Nour and his father were
trapped inside their home. Going out, he said, meant certain death for
everybody.
"Egyptian army saved
my son from the Sudanese inferno"
Father of Khartoum
Medical College second-grader, Mustafa Shazly Mohamed, recounted some of the
scenes connected with his son's return from Sudan.
He said his son lived on
Road 60 in Khartoum. Immediately after the outbreak of the war, he said, the
son relocated to another area in the Sudanese capital, with help from his Sudanese
colleagues.
"Nevertheless,
danger was wherever my son travelled inside the Sudanese capital," the
father said.
He said his son kept
moving from one place to another under shelling and the sound of guns.
Shazly hails from the
central Egyptian province of Fayoum.
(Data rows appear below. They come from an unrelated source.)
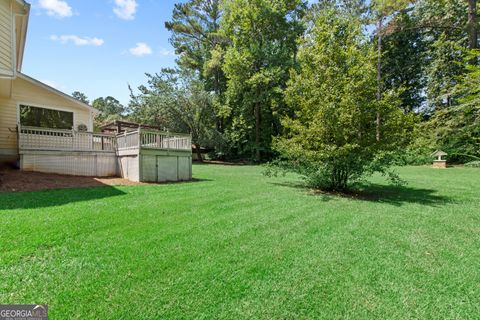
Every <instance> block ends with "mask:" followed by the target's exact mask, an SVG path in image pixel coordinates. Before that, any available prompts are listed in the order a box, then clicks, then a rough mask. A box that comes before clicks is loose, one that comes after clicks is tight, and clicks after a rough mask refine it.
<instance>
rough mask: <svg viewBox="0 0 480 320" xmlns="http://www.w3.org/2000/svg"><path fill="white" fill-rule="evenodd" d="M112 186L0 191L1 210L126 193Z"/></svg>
mask: <svg viewBox="0 0 480 320" xmlns="http://www.w3.org/2000/svg"><path fill="white" fill-rule="evenodd" d="M124 194H125V192H123V191H121V190H118V189H117V188H115V187H112V186H103V187H95V188H91V187H90V188H81V189H55V190H42V191H36V192H8V193H0V210H8V209H10V210H12V209H39V208H46V207H56V206H61V205H64V204H70V203H75V202H82V201H90V200H98V199H104V198H110V197H116V196H121V195H124Z"/></svg>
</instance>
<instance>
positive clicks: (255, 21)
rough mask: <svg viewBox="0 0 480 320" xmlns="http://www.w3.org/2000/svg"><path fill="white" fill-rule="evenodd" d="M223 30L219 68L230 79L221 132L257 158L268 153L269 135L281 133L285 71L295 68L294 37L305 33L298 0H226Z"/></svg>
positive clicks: (302, 6) (273, 134)
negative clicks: (302, 22)
mask: <svg viewBox="0 0 480 320" xmlns="http://www.w3.org/2000/svg"><path fill="white" fill-rule="evenodd" d="M224 8H225V12H224V16H223V20H222V31H223V34H224V35H225V36H226V38H228V39H229V41H230V45H229V47H228V48H227V50H226V53H225V62H224V65H223V70H224V71H225V74H226V76H227V78H228V82H227V91H226V107H227V110H226V113H227V116H228V118H230V119H231V123H232V125H231V127H230V128H229V129H227V130H226V131H225V134H226V138H227V140H228V141H229V143H230V145H231V147H232V149H234V150H235V152H236V153H238V154H243V155H245V156H249V157H253V158H254V159H255V160H257V161H258V160H261V159H262V158H264V157H268V156H270V155H271V142H272V137H273V136H276V135H278V134H279V133H280V132H281V124H280V118H281V117H282V116H283V115H286V114H288V112H289V110H288V108H287V107H286V105H285V101H284V90H285V87H286V82H287V80H288V78H289V75H288V71H289V69H290V68H292V67H294V66H295V57H296V52H297V43H296V41H297V39H298V37H299V36H300V35H301V34H302V32H303V26H302V23H301V16H302V14H303V10H304V8H305V3H304V1H302V0H281V1H278V0H227V1H225V4H224Z"/></svg>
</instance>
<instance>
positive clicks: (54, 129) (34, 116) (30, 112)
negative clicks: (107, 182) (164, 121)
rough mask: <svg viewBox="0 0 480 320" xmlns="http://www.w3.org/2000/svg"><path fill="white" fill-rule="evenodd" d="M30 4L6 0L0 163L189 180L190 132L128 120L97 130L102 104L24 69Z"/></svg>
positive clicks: (148, 178)
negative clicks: (52, 87)
mask: <svg viewBox="0 0 480 320" xmlns="http://www.w3.org/2000/svg"><path fill="white" fill-rule="evenodd" d="M29 12H30V5H29V4H28V3H26V2H25V1H24V0H0V162H17V163H18V164H19V166H20V169H22V170H25V171H40V172H48V173H59V174H70V175H82V176H114V175H121V176H122V177H125V178H128V179H130V180H133V181H152V182H160V181H179V180H190V179H191V175H192V171H191V170H192V168H191V163H192V151H191V137H190V135H183V134H172V133H169V132H162V131H158V130H152V129H149V128H142V127H141V126H136V127H135V126H129V127H128V128H125V129H123V130H117V131H115V132H110V133H93V119H94V117H95V115H96V114H97V113H98V111H97V110H96V109H94V108H92V107H91V106H89V105H87V104H85V103H83V102H81V101H78V100H76V99H74V98H73V97H71V96H69V95H67V94H65V93H63V92H60V91H58V90H56V89H55V88H52V87H50V86H48V85H46V84H44V83H42V82H40V81H38V80H35V79H33V78H31V77H29V76H27V75H25V74H23V73H22V72H21V69H22V60H23V52H24V48H25V40H26V34H27V25H28V17H29Z"/></svg>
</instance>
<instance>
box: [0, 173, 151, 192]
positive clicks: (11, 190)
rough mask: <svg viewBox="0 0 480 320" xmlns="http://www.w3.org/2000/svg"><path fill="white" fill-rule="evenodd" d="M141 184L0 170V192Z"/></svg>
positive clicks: (12, 191) (100, 179) (102, 179)
mask: <svg viewBox="0 0 480 320" xmlns="http://www.w3.org/2000/svg"><path fill="white" fill-rule="evenodd" d="M142 184H145V183H140V182H133V181H130V180H126V179H122V178H118V177H108V178H93V177H78V176H67V175H59V174H52V173H40V172H25V171H20V170H16V169H11V168H0V192H22V191H36V190H46V189H63V188H86V187H99V186H134V185H142Z"/></svg>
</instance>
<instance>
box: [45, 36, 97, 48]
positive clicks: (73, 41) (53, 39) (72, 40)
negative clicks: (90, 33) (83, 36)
mask: <svg viewBox="0 0 480 320" xmlns="http://www.w3.org/2000/svg"><path fill="white" fill-rule="evenodd" d="M50 40H52V41H59V42H60V43H68V42H73V43H74V44H75V45H76V46H96V47H98V46H101V45H102V44H103V43H104V42H105V41H103V39H100V38H96V37H93V38H90V37H79V36H76V35H73V34H70V35H61V36H57V35H51V36H50Z"/></svg>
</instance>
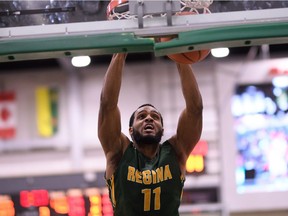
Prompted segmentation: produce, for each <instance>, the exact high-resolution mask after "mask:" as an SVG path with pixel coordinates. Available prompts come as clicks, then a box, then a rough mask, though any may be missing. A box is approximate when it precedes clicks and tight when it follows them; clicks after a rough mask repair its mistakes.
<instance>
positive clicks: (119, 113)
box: [98, 53, 203, 216]
mask: <svg viewBox="0 0 288 216" xmlns="http://www.w3.org/2000/svg"><path fill="white" fill-rule="evenodd" d="M125 59H126V54H123V53H119V54H114V55H113V57H112V60H111V63H110V65H109V68H108V70H107V72H106V75H105V79H104V84H103V89H102V92H101V99H100V110H99V122H98V136H99V139H100V142H101V145H102V147H103V150H104V153H105V155H106V160H107V164H106V173H105V178H106V181H107V185H108V188H109V195H110V199H111V202H112V205H113V209H114V215H116V216H142V215H143V216H145V215H147V216H155V215H161V216H176V215H179V213H178V209H179V205H180V202H181V196H182V191H183V185H184V180H185V176H184V175H185V165H186V160H187V158H188V156H189V154H190V152H191V151H192V149H193V148H194V146H195V145H196V143H197V142H198V140H199V138H200V136H201V132H202V110H203V104H202V98H201V95H200V92H199V89H198V85H197V82H196V79H195V77H194V75H193V72H192V69H191V66H190V65H186V64H177V68H178V72H179V76H180V80H181V86H182V93H183V96H184V99H185V105H186V106H185V107H184V110H183V111H182V113H181V115H180V118H179V120H178V126H177V130H176V134H175V135H174V136H172V137H171V138H169V139H168V140H166V141H165V142H164V143H162V144H160V141H161V137H162V135H163V131H164V129H163V119H162V115H161V114H160V113H159V111H158V110H157V109H156V108H155V107H154V106H153V105H150V104H144V105H142V106H140V107H139V108H138V109H137V110H136V111H135V112H134V113H133V114H132V116H131V118H130V122H129V133H130V136H131V138H132V141H130V140H129V138H128V137H127V136H125V135H124V134H123V133H122V132H121V120H120V111H119V109H118V106H117V104H118V97H119V93H120V88H121V79H122V70H123V67H124V64H125Z"/></svg>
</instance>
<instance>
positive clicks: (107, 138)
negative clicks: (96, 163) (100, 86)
mask: <svg viewBox="0 0 288 216" xmlns="http://www.w3.org/2000/svg"><path fill="white" fill-rule="evenodd" d="M125 58H126V54H120V53H119V54H114V55H113V57H112V59H111V62H110V65H109V67H108V70H107V72H106V74H105V77H104V83H103V88H102V92H101V98H100V109H99V116H98V137H99V140H100V142H101V145H102V148H103V150H104V153H105V155H106V159H107V167H106V177H107V178H109V177H110V176H111V175H112V174H113V172H114V171H115V167H117V162H118V161H119V160H120V158H121V156H122V152H123V148H124V147H125V146H126V145H128V144H127V143H129V141H127V140H128V138H127V137H126V136H124V135H123V134H122V133H121V119H120V111H119V109H118V105H117V104H118V97H119V94H120V88H121V80H122V71H123V67H124V64H125Z"/></svg>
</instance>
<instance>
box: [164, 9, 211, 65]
mask: <svg viewBox="0 0 288 216" xmlns="http://www.w3.org/2000/svg"><path fill="white" fill-rule="evenodd" d="M194 14H195V13H194V12H191V11H182V12H180V13H178V14H177V15H179V16H181V15H194ZM172 39H173V37H162V38H160V42H165V41H169V40H172ZM209 53H210V49H207V50H195V51H191V52H185V53H175V54H169V55H167V56H168V57H169V58H170V59H171V60H173V61H175V62H177V63H182V64H193V63H196V62H200V61H202V60H203V59H205V58H206V57H207V56H208V55H209Z"/></svg>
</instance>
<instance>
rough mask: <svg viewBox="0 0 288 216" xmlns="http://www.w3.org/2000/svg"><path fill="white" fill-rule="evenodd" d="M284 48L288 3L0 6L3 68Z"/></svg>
mask: <svg viewBox="0 0 288 216" xmlns="http://www.w3.org/2000/svg"><path fill="white" fill-rule="evenodd" d="M120 6H121V7H120ZM111 8H112V9H114V12H113V13H114V14H115V13H116V14H118V15H119V14H120V15H121V16H120V17H117V16H116V17H115V16H114V17H112V18H111V17H109V15H111V13H112V9H111ZM181 11H185V12H187V11H189V12H193V14H187V13H185V14H184V15H179V12H181ZM107 14H108V15H107ZM108 19H109V20H108ZM167 35H169V36H170V35H171V36H173V37H175V38H174V39H173V40H171V41H167V42H159V37H163V36H167ZM283 43H288V1H262V0H258V1H239V0H226V1H217V0H214V1H213V0H157V1H155V0H111V1H110V0H102V1H101V0H95V1H86V0H79V1H75V0H73V1H70V0H49V1H46V0H41V1H30V0H21V1H19V0H16V1H0V62H8V61H19V60H28V59H41V58H57V57H65V56H66V57H67V56H77V55H105V54H112V53H116V52H129V53H133V52H154V53H155V55H156V56H164V55H167V54H171V53H180V52H187V51H192V50H201V49H207V48H209V49H210V48H216V47H223V46H225V47H240V46H254V45H261V44H283Z"/></svg>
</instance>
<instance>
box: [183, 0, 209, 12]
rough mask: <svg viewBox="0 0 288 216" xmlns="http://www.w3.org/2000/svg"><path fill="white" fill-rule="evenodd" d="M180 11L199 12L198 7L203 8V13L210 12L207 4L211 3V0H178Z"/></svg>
mask: <svg viewBox="0 0 288 216" xmlns="http://www.w3.org/2000/svg"><path fill="white" fill-rule="evenodd" d="M180 2H181V5H182V7H181V12H184V11H190V12H195V13H197V14H200V13H199V9H203V13H211V11H210V10H209V6H210V5H211V4H212V3H213V0H180Z"/></svg>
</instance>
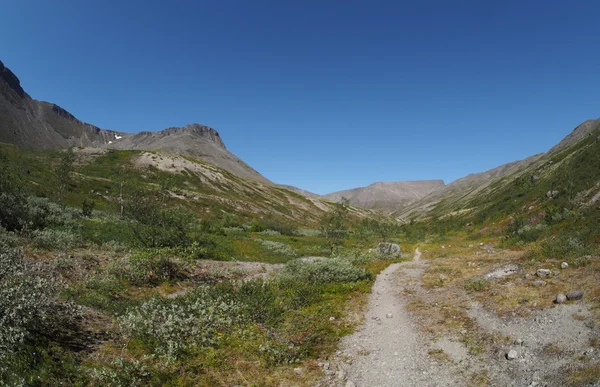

He had to contact the Egyptian Foreign Ministry
on April 22 to ask it for help in getting his son, Mustafa, out of the Sudanese
capital and back into Egypt.
"This was one of the
attempts I made to rescue my son from the claws of death," Shazly told
al-Bawaba News.
"I thought this
attempt would go in vain like all previous ones did," he added.
Expectedly, the Foreign
Ministry reacted quickly towards Shazly's son, like it did towards thousands of
other Egyptians living in Sudan.
Shazly said Foreign
Ministry officials replied to her very warmly and then sent messages of
reassurance to him about his son.
The ministry, he said,
contacted the Egyptian embassy in Khartoum, which contacted his son.
The embassy officials
asked Shazly's son to stay at home together with six other Egyptian nationals
and pledged to get them out of Sudan as soon as possible.
A short time later, the
embassy contacted the same students and asked them to head to a location where
its buses were waiting to take them to the Wadi Sedna, 40 kilometres away, to
board a military plane and travel to Cairo.
Shazly said his son and
other people flown by Egypt to the military airport in eastern Cairo spent
three days at the airport.
He added that Egyptian
authorities treated them to drinks and food during these days.
"I only wanted my
son to return home," Shazly said. "His return showed me that our
country is a great one."
"Some Sudanese
risked their own lives to protect us."
Mohamed al-Sayed, who
hails from the southern Egyptian province of Souhag and a student of the
Medical College at Manhal University Academy of Sciences in Khartoum, did not
think the war that broke out in Sudan on April 15 would drag on for long.
"I thought it would
be a short one and that things would go back to normal," al-Sayed told
al-Bawaba News.
However, he said, the situation
went from bad to worse and most of Khartoum was destroyed, including the East
Nile area where he lived.
Al-Sayed noted that the
paramilitary Rapid Support Force (RSF) besieged his home and prevented people
from getting out.
"The pace of the war
intensified and the RSF escalated fighting against the Sudanese army,"
al-Sayed said.
He added that he and
other people were trapped at home and could not even look out the window.